Sunday, 1 May 2016

Commercial Profit

Commercial or Merchant Profit, as the name suggests, is the profit obtained by merchant's capital, including money-dealing capital. As with other forms of revenue such as interest, rent and profit of enterprise, its nature varies according to the mode of production.

As Engels, in particular, describes, in his Supplement to Capital Volume III, in pre-capitalist modes of production, the rate of merchant's profit is often determined by guilds and other forms of monopoly.

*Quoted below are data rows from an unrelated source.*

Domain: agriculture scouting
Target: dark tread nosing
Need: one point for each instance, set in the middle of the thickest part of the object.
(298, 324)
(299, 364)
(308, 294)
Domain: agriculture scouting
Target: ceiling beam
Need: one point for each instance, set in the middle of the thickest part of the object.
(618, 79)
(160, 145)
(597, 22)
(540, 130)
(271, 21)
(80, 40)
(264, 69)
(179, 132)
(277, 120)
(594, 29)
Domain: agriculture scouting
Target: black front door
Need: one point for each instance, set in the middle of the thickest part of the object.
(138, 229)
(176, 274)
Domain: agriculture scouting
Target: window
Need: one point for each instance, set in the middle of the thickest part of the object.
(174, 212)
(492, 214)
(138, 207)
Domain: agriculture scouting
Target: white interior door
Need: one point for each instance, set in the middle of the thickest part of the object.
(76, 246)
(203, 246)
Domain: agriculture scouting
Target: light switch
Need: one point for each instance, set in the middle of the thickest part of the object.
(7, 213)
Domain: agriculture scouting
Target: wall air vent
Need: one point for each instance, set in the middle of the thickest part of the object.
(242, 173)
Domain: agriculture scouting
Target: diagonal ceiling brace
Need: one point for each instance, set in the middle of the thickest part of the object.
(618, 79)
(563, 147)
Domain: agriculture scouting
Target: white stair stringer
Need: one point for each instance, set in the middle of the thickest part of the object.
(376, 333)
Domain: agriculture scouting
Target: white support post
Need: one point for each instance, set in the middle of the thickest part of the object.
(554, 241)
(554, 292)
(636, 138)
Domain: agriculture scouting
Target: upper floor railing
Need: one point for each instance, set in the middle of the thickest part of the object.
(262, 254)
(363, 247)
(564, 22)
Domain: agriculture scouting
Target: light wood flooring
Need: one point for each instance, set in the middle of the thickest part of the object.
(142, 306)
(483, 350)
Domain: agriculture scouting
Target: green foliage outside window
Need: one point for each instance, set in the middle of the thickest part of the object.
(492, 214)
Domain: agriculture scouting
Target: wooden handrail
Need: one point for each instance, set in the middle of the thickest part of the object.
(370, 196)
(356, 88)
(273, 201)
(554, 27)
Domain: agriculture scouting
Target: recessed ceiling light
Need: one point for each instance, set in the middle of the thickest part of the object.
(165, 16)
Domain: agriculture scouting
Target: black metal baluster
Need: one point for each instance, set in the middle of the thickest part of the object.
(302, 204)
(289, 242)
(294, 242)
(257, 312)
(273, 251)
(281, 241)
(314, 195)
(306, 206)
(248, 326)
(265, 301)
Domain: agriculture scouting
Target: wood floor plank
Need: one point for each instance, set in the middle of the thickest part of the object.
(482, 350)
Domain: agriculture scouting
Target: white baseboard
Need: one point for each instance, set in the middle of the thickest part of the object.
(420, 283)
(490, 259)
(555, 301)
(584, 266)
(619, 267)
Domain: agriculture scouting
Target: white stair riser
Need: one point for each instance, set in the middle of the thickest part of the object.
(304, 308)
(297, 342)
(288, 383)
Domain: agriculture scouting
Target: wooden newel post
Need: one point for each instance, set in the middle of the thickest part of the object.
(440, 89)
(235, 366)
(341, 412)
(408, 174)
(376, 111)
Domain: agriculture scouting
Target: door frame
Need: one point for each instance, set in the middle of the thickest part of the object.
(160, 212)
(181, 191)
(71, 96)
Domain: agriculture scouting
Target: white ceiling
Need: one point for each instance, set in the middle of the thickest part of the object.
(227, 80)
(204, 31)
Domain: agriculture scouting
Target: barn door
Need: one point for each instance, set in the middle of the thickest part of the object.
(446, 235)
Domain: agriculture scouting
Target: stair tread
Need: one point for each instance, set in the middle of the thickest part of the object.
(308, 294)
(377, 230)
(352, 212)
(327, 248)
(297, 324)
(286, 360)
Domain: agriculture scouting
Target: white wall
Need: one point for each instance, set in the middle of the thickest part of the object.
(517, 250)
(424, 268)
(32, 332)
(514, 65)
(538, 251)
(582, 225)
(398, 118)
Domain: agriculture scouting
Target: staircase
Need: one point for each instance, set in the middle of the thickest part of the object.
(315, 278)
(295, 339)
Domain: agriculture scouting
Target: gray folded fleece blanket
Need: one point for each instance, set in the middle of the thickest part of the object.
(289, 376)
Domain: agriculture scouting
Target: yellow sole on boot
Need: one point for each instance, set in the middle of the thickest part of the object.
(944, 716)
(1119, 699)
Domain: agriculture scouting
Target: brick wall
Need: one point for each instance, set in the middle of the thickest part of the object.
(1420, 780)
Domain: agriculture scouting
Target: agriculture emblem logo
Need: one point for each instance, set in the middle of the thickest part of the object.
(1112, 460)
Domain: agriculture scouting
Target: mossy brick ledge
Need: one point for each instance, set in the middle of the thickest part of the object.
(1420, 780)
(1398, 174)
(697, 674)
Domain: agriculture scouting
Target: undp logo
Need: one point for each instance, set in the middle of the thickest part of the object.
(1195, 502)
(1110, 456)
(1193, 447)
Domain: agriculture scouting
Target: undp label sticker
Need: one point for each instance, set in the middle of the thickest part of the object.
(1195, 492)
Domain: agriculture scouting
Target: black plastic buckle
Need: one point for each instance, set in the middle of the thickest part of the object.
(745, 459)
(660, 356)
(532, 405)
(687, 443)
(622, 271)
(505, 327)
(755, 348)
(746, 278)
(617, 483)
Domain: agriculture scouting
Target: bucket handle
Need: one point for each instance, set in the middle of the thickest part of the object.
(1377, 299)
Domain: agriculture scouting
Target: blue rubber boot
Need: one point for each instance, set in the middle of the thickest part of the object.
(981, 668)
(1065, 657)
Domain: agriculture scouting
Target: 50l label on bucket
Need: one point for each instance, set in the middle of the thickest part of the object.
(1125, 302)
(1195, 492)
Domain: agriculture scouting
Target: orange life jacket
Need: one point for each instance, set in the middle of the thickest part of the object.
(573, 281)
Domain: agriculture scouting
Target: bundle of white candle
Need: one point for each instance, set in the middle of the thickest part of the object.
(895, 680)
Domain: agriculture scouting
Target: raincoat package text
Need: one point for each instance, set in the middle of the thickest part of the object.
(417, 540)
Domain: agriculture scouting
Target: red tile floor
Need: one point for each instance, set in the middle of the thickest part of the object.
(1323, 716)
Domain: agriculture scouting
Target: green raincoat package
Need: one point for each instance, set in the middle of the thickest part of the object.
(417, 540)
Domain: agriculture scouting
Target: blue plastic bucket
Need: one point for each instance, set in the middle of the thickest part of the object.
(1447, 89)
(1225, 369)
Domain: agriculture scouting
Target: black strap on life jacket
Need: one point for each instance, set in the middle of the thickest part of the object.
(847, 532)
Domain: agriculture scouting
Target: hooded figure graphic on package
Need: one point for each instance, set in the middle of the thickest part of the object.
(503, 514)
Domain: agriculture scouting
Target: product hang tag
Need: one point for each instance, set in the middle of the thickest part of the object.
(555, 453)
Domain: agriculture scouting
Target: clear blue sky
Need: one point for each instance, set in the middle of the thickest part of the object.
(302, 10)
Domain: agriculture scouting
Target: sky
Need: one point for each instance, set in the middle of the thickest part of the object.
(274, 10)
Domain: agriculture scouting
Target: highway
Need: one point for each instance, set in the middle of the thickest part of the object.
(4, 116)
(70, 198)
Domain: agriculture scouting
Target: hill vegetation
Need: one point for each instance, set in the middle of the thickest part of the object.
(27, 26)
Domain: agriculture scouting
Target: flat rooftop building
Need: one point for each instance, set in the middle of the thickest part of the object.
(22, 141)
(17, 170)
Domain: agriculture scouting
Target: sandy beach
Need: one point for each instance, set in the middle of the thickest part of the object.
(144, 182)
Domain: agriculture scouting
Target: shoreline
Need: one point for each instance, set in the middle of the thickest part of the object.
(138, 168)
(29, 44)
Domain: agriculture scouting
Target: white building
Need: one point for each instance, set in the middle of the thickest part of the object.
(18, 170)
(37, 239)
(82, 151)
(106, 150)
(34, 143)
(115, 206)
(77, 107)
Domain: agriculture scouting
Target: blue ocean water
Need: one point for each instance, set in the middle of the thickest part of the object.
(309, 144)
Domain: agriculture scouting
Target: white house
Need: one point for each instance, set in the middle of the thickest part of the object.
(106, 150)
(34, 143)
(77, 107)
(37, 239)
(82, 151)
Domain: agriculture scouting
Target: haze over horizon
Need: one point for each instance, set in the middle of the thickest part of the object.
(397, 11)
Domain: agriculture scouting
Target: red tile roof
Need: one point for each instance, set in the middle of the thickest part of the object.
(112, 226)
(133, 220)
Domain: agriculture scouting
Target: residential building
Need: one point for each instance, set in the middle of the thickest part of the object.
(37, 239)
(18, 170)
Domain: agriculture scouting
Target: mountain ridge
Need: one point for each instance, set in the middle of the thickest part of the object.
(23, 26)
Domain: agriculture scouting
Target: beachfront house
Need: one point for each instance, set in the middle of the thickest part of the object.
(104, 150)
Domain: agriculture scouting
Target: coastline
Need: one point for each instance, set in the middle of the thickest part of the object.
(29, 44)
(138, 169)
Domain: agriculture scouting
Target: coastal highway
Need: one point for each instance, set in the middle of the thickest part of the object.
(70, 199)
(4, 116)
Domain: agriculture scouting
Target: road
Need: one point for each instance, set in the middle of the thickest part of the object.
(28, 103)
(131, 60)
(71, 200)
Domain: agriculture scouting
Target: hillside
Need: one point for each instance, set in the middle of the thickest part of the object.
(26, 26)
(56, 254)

“Here, for the first time, we meet with a profit and a rate of profit. The merchant's efforts are deliberately and consciously aimed at making this rate of profit equal for all participants. The Venetians in the Levant, and the Hanseatics in the North, each paid the same prices for his commodities as his neighbour; his transport charges were the same, he got the same prices as every other merchant of his "nation". Thus, the rate of profit was equal for all.”

These rates of profit were high, and in some cases this high rate of profit even undermined the ability of producers to reproduce their own labour-power let alone produce a profit. As Marx describes, it leads in pre-capitalist societies to a reduction of producers to slavery. As trade expands internationally, an average commercial profit is established as a consequence of competition between these different monopolies.

“Equalization of these different company profit rates took place in the opposite way, through competition. First, the profit rates of the different markets for one and the same nation. If Alexandria offered more profit for Venetian goods than Cyprus, Constantinople, or Trebizond, the Venetians would start more capital moving towards Alexandria, withdrawing it from trade with other markets. Then, the gradual equalization of profit rates among the different nations, exporting the same or similar goods to the same markets, had to follow, and some of these nations were very often squeezed to the wall and disappeared from the scene.”

(Engels Supplement to Capital III)

As merchants became industrial capitalists, this established commercial rate of profit formed a basis for the profit they expected to obtain from industrial production, a margin over and above their cost of production.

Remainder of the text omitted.